El mensaje que transmite esa práctica es doblemente peligroso, de un lado, desalienta la formalización de la actividad minera y de otro, legitima el avance de operaciones sin control. En términos ambientales, esto equivale a liberar la selva y los ríos a una minería sin freno, a cargo de las cooperativas como responsables y actores monopólicos de la minería en el país. En este escenario, la designación de Antezana como máxima autoridad nacional de la AJAM (pese a una imputación formal por presunta corrupción) es una señal inquietante de cómo el sistema premia la impunidad. La conjunción de estos elementos (imputación, manipulación procedimental, paralización de trámites legítimos, impacto ambiental y ascenso institucional) revela más que un caso aislado. Sugiere la existencia de una estructura de poder subyacente, donde el control de los tiempos administrativos, cumplimiento de requisitos y debido proceso, se convierte en un instrumento de dominación económica y política. El oro, una vez más, se erige como la moneda de cambio entre burocracia y corrupción.

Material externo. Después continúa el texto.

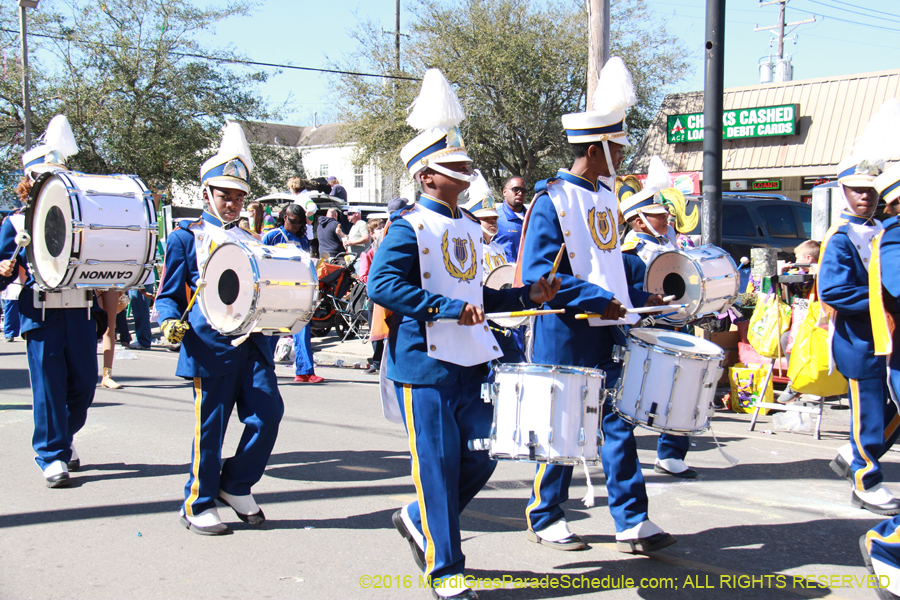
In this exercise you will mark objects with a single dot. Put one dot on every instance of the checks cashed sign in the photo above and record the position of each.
(742, 123)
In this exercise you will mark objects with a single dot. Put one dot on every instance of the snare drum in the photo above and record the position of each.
(501, 278)
(704, 278)
(90, 231)
(546, 413)
(668, 381)
(251, 287)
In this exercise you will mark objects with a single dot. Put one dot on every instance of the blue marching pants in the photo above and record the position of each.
(62, 364)
(626, 493)
(10, 318)
(672, 446)
(440, 420)
(252, 386)
(873, 429)
(303, 362)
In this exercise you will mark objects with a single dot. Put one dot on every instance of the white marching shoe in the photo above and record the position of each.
(206, 523)
(245, 508)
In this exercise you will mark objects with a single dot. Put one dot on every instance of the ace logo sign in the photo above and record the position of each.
(743, 123)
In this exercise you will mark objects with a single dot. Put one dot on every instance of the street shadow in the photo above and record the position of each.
(345, 465)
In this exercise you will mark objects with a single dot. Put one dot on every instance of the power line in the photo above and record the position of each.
(855, 12)
(880, 12)
(225, 60)
(846, 20)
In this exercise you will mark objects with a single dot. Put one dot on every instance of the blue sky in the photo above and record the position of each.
(854, 36)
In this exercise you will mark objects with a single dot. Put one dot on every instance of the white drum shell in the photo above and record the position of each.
(556, 407)
(709, 275)
(668, 381)
(91, 232)
(502, 278)
(277, 288)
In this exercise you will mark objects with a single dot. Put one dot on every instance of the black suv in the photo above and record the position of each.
(760, 221)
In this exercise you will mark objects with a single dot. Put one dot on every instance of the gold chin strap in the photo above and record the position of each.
(612, 169)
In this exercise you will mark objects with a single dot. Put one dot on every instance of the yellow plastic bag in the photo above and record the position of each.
(808, 370)
(746, 387)
(764, 332)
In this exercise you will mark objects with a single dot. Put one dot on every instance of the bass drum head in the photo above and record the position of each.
(674, 274)
(230, 292)
(502, 278)
(48, 219)
(674, 341)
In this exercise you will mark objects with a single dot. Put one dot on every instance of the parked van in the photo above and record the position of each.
(759, 221)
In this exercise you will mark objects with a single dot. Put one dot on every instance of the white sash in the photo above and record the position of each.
(451, 265)
(589, 223)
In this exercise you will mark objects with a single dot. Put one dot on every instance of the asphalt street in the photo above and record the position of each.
(777, 525)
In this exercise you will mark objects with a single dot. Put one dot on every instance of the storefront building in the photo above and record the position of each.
(780, 138)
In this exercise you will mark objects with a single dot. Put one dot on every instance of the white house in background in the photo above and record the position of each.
(324, 156)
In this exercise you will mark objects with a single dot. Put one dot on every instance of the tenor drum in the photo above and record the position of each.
(668, 381)
(704, 278)
(251, 287)
(90, 231)
(546, 413)
(501, 278)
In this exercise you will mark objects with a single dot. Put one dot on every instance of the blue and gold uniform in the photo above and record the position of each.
(671, 450)
(844, 288)
(881, 544)
(439, 400)
(224, 376)
(60, 342)
(563, 340)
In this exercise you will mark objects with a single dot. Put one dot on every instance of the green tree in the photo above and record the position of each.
(133, 78)
(517, 67)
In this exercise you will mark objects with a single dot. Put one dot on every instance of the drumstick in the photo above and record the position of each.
(22, 241)
(512, 314)
(635, 311)
(556, 262)
(200, 285)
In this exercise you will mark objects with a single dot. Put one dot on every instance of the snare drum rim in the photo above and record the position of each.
(537, 368)
(252, 314)
(669, 351)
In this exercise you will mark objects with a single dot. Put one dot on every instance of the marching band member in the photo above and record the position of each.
(582, 212)
(60, 342)
(880, 547)
(427, 269)
(843, 284)
(223, 375)
(482, 205)
(293, 231)
(647, 212)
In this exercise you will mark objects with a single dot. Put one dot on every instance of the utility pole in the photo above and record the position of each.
(782, 25)
(598, 44)
(397, 37)
(26, 95)
(713, 102)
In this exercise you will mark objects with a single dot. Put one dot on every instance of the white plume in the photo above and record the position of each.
(881, 138)
(615, 89)
(479, 189)
(234, 143)
(437, 104)
(657, 175)
(59, 136)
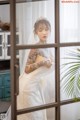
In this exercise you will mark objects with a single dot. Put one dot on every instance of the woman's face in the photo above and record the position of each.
(43, 32)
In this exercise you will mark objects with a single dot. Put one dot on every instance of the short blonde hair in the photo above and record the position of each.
(41, 21)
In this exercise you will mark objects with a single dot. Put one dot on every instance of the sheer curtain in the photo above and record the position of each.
(69, 32)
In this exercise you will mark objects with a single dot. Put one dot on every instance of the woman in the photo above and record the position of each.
(38, 65)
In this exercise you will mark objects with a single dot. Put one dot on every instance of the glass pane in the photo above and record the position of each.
(37, 81)
(69, 21)
(28, 14)
(46, 114)
(8, 51)
(70, 75)
(0, 51)
(70, 112)
(8, 39)
(0, 39)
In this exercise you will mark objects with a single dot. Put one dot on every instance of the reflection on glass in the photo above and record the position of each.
(17, 39)
(70, 77)
(69, 22)
(46, 114)
(8, 40)
(70, 112)
(0, 51)
(0, 39)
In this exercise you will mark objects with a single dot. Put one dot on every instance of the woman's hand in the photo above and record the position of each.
(48, 63)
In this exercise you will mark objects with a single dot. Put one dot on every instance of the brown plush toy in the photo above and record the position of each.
(4, 26)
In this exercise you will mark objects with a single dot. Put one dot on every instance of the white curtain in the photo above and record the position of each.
(27, 14)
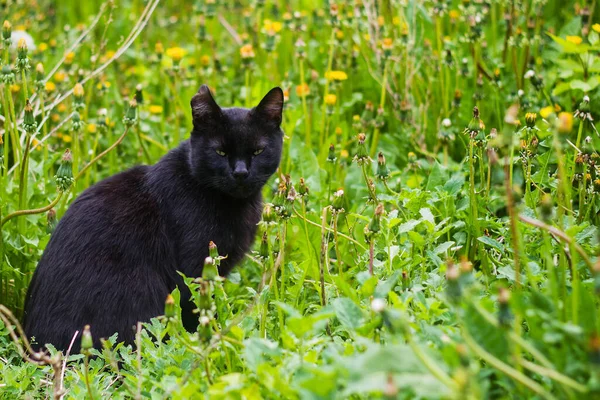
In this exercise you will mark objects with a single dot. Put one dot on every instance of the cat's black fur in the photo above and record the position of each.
(114, 256)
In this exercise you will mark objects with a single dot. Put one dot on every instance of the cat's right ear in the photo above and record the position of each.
(204, 107)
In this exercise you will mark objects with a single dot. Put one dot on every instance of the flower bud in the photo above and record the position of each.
(210, 271)
(87, 342)
(29, 124)
(131, 115)
(338, 201)
(331, 156)
(64, 175)
(170, 307)
(383, 172)
(6, 31)
(51, 220)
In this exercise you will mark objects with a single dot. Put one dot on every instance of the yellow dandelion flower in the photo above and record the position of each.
(69, 57)
(155, 109)
(302, 90)
(546, 111)
(60, 76)
(246, 51)
(565, 122)
(175, 53)
(336, 75)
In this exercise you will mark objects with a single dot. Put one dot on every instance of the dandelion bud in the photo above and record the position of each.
(139, 94)
(504, 314)
(170, 307)
(6, 31)
(210, 271)
(375, 225)
(453, 289)
(362, 155)
(29, 124)
(530, 119)
(263, 252)
(338, 201)
(383, 172)
(302, 188)
(212, 250)
(64, 176)
(131, 115)
(268, 213)
(86, 340)
(51, 220)
(331, 156)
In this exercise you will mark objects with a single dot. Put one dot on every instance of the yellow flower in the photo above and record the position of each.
(387, 44)
(69, 58)
(176, 53)
(546, 111)
(60, 76)
(302, 90)
(565, 122)
(336, 75)
(205, 60)
(246, 51)
(155, 109)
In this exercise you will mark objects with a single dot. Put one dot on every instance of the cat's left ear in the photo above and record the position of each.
(270, 107)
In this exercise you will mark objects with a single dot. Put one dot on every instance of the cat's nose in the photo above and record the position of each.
(240, 171)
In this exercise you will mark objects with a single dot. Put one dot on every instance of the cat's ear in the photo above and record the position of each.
(270, 107)
(204, 107)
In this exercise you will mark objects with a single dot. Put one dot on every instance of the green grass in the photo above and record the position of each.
(460, 263)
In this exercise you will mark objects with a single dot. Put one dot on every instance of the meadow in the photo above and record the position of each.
(432, 231)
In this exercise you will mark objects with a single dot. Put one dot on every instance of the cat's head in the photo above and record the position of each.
(236, 150)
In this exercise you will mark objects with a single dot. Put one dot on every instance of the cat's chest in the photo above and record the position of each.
(231, 227)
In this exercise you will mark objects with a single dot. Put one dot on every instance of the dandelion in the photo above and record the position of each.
(302, 90)
(565, 122)
(330, 99)
(574, 39)
(155, 109)
(546, 111)
(336, 75)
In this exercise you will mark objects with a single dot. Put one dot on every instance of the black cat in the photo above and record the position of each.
(114, 256)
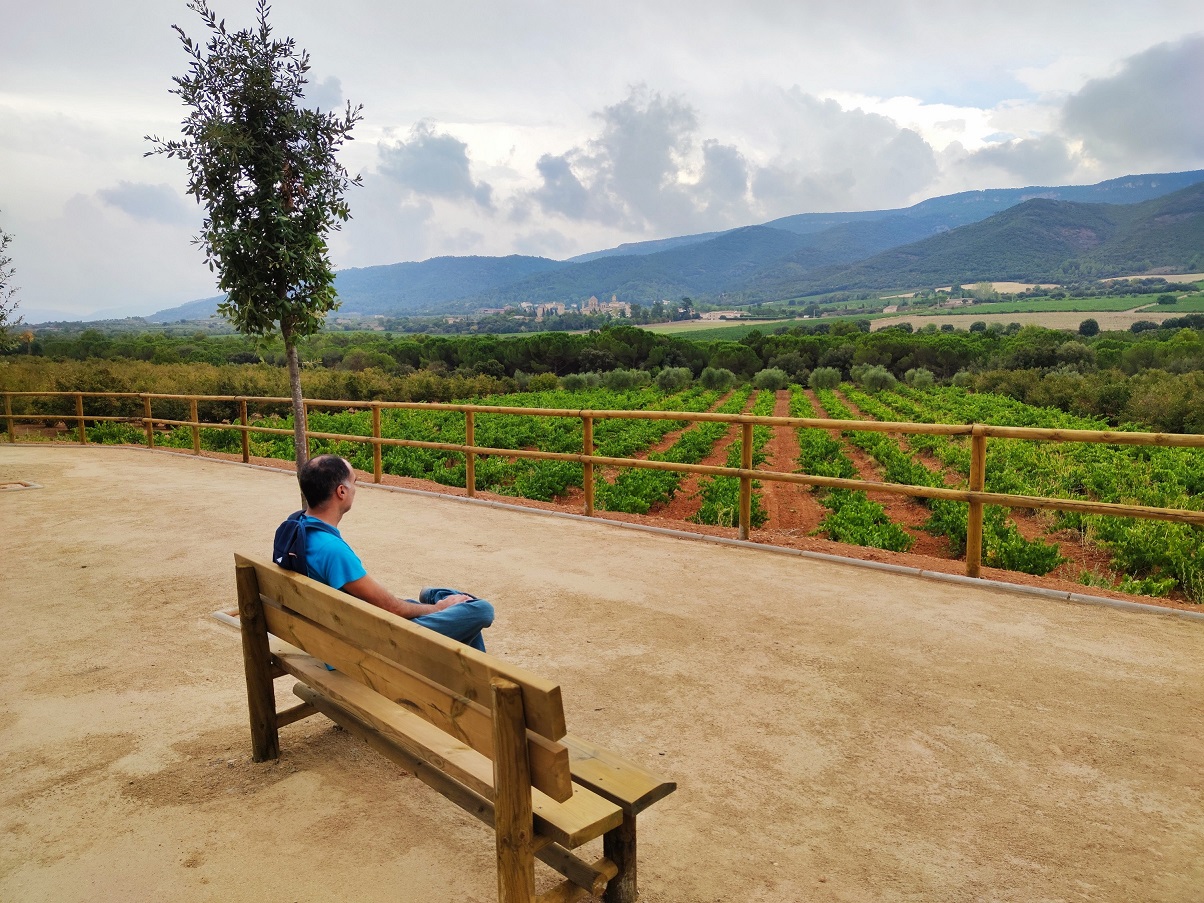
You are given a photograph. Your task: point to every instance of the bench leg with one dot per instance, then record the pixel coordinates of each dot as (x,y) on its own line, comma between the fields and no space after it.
(512,796)
(619,847)
(257,659)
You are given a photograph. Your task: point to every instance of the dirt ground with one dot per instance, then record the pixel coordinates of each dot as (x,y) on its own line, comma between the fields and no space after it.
(837,733)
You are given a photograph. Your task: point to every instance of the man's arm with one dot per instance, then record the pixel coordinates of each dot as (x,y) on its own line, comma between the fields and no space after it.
(375,594)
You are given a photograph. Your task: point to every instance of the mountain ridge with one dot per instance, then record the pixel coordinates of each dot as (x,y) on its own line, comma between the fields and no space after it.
(806,253)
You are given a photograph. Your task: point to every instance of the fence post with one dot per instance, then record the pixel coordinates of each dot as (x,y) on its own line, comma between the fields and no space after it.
(246,436)
(377,471)
(588,449)
(974,518)
(196,426)
(745,482)
(147,420)
(470,459)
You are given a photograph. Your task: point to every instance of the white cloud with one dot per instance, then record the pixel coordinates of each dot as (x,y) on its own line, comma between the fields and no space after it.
(434,165)
(542,147)
(141,200)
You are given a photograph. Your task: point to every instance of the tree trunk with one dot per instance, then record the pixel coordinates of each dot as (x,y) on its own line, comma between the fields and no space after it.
(299,415)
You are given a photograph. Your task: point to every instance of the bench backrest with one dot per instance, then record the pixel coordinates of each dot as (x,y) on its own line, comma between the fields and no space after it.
(442,680)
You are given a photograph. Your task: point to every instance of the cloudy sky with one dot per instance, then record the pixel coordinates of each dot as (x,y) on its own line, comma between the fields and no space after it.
(548,128)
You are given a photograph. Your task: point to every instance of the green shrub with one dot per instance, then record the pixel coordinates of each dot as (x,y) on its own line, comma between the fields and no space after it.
(920,378)
(772,379)
(963,379)
(824,378)
(543,383)
(673,379)
(875,379)
(716,378)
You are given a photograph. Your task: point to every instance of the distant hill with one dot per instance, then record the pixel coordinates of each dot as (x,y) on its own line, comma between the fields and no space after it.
(1037,241)
(806,253)
(698,269)
(401,289)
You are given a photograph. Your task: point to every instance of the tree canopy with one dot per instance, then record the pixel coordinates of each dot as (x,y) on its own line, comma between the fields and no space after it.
(7,293)
(264,166)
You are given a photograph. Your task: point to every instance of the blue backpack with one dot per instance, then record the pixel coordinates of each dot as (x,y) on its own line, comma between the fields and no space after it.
(289,546)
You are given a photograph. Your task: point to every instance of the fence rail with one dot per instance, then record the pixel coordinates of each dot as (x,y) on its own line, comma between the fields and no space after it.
(974,496)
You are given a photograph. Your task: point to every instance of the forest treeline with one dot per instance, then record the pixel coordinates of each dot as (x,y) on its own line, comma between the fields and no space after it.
(1151,377)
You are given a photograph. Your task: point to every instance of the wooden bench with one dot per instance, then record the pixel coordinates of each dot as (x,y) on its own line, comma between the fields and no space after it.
(487,735)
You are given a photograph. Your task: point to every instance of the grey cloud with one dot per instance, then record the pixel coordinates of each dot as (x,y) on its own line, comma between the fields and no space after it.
(543,242)
(1149,111)
(1044,160)
(637,172)
(562,190)
(157,204)
(630,173)
(642,151)
(840,159)
(725,179)
(434,165)
(325,95)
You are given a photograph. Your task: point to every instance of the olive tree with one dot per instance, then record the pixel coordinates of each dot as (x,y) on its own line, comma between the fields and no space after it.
(264,167)
(7,294)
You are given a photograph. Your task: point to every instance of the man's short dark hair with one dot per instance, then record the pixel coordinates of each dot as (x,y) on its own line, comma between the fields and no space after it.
(319,477)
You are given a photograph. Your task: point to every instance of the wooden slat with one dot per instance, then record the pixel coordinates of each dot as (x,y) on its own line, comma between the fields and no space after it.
(611,775)
(458,667)
(450,713)
(257,665)
(512,797)
(590,877)
(573,822)
(296,713)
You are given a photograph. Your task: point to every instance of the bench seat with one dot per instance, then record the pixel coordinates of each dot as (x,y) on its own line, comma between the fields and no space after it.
(488,735)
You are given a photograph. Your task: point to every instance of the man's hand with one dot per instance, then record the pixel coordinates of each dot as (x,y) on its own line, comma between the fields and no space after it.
(372,592)
(448,601)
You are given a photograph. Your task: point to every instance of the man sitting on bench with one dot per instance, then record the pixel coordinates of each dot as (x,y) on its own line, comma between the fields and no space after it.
(328,484)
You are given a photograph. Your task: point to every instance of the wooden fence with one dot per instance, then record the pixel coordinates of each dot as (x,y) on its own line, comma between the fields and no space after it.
(974,496)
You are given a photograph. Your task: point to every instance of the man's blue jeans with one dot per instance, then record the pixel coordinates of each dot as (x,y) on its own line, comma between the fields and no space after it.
(462,621)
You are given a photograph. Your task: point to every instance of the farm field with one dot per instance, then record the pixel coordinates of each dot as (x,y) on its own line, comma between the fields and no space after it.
(1129,556)
(1108,320)
(1039,749)
(1060,305)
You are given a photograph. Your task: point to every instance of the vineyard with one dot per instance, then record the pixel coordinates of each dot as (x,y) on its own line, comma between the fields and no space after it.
(1143,556)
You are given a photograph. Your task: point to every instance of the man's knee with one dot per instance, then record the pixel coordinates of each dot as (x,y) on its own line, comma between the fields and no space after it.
(480,609)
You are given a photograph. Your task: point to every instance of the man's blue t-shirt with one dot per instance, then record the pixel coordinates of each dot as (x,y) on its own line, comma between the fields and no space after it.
(329,558)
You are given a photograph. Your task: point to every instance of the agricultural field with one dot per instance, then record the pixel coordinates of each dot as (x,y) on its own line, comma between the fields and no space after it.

A la luz de los documentos analizados y las fuentes verificadas, puede afirmarse que este modelo de actuación del actual Director Ejecutivo de la AJAM no solo vulnera derechos empresariales y comunitarios, sino que pone en riesgo la gobernanza ambiental del país. Cuando la autoridad minera actúa con discrecionalidad, se desdibuja la frontera entre regulación y complicidad. Y cuando los mecanismos de control ambiental se subordinan a intereses coyunturales, el costo lo paga el territorio: los ríos se enturbian, los bosques retroceden, y la confianza pública se evapora.
El caso Antezana no debería verse como un episodio aislado, sino como el espejo de un sistema que se resiste a transparentarse. Bolivia no puede aspirar a una minería responsable si sus instituciones continúan siendo vulnerables a la influencia, la omisión y la manipulación. Las leyes, las resoluciones y los procedimientos existen para garantizar equilibrio, no para ser negociados.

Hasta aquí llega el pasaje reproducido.